Eine Warnweste ist nicht nur verpflichtend in jedem Auto mitzuführen, sondern kann in verschiedenen Jobs auch Teil der Berufskleidung darstellen.
Berufskleidung bezeichnet die Kleidung, die während der Arbeitszeit getragen wird. Sie kann entweder der Zweckmäßigkeit, der Kenntlichmachung oder der Sicherheit dienen.

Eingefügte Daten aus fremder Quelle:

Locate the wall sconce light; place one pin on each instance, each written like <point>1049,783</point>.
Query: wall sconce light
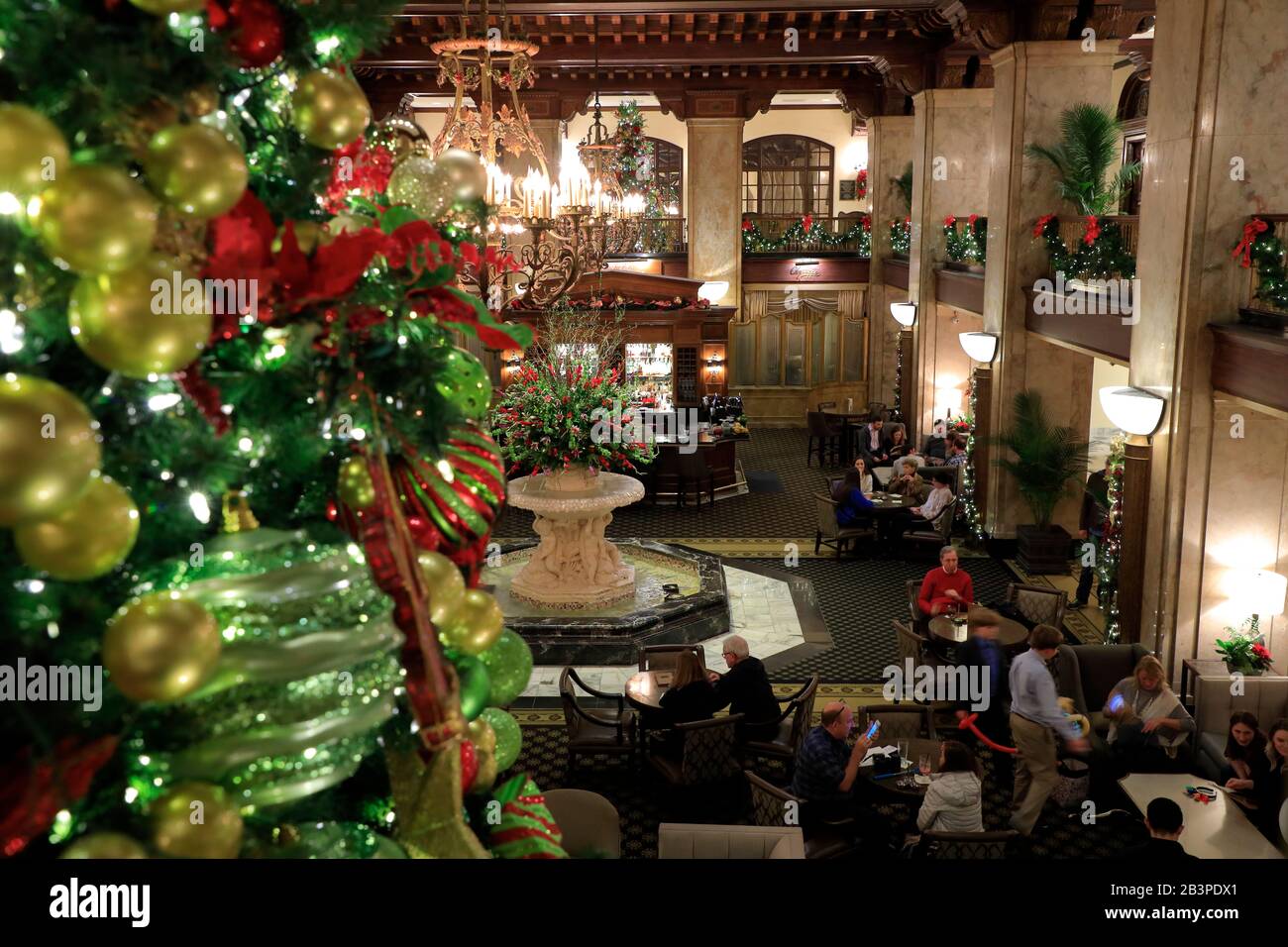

Zweckmäßige Berufskleidung ist praktisch für die Art der ausgeübten Arbeit und dient zudem auch dem Arbeitsschutz. Es gibt hierfür einige Vorschriften, jedoch obliegt die genaue Art der Berufskleidung oftmals dem Geschmack des Arbeitgebers. In der Regel muss diese zweckmäßige Berufskleidung vom Arbeitnehmer selbst organisiert werden. Eine uniformierte Art der Kleidung, die etwa im Bereich der Gastronomie das Servicepersonal erkennbar macht, wird in der Regel vom Arbeitgeber kostenfrei zur Verfügung gestellt. Zuletzt gibt es verschiedene Arten der Schutzkleidung, die etwa bei der Arbeit mit Maschinen oder im Straßenverkehr erforderlich werden.

In bestimmten Berufssparten – beispielsweise im Straßenbau, bei der Eisenbahn oder auf Flughäfen – zählt die Warnweste aus Sicherheitsgründen zur verpflichtenden Berufskleidung. Dieses Kleidungsstück ist sowohl bei Tageslicht als auch in der Dunkelheit gut zu sehen. Aufgrund der verwendeten Tagesleuchtfarbe wird das am Tage einfallende UV-Licht in sichtbares Licht umgewandelt: die Warnweste erscheint besonders hell. In der Dunkelheit wird etwa durch Autoscheinwerfer einfallendes Licht reflektiert und sorgt so für Sichtbarkeit.